Everybody says that immutable objects are thread safe, but why is this?
Take the following scenario running on a multi core CPU:
The object's immutability isn't the real question in your scenario. Rather, your description's issue revolves around the reference, list, or other system which points to the object. It would of course need some sort of technique to make sure the old object is no longer availble to the thread which may have tried to access it.
The real point to immutable object's thread safety is that you don't need to write a bunch of code to produce thread safety. Rather the framework, OS, CPU (and whatever else) do the work for you.
I'm not sure that a memory gate would change this scenario, as that would surely only affect subsequent reads... and then the question becomes reads from where? If it is from a field (which must at a minimum be static or an instance fields for some instance still on the stack or otherwise reachable), or local variable - then by definition it isn't available for collection.
Re the scenario where that reference is only now in the registers... that is far trickier. Intuitively I want to say "no that isn't a problem", but it would take a detailed look at the memory model to prove it. But handling references is such a common scenario that simply: this has to work.
You're missing that it would be a bad garbage collector indeed that let such a thing happen. The reference on core 1 should have prevented the object from being GCd.

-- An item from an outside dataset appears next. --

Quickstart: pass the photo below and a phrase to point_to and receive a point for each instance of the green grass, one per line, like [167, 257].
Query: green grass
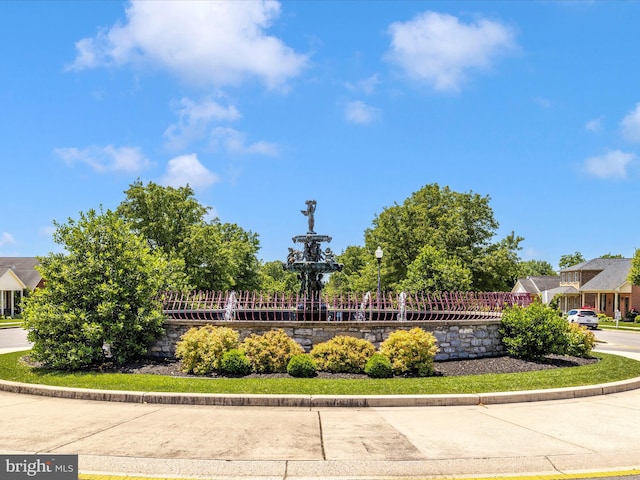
[610, 368]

I think what you're asking is whether, after an object is created, the constructor returns, and a reference to it is stored somewhere, there is any possibility that a thread on another processor will still see the old data. You offer as a scenario the possibility that a cache line holding instance data for the object was previously used for some other purpose.
Under an exceptionally weak memory model, such a thing might be possible, but I would expect any useful memory model, even a relatively weak one, would ensure that dereferencing an immutable object would be safe, even if such safety required padding objects enough that no cache line be shared between object instances (the GC will almost certainly invalidate all caches when it's done, but without such padding, it would be possible that an immutable object created by core #2 might share a cache line with an object that core #1 had previously read). Without at least that level of safety, writing robust code would require so many locks and memory barriers that it would be hard to write multi-processor code that wasn't slower than single-processor code.
The popular x86 and x64 memory models provide the guarantee you seek, and go much further. Processors coordinate 'ownership' of cache lines; if multiple processors want to read the same cache line, they can do so without impediment. When a processor wants to write a cache line, it negotiates with other processors for ownership. Once ownership is acquired, the processor will perform the write. Other processors will not be able to read or write the cache line until the processor that owns the cache line gives it up. Note that if multiple processors want to write the same cache line simultaneously, they will likely spend most of their time negotiating cache-line ownership rather than performing actual work, but semantic correctness will be preserved.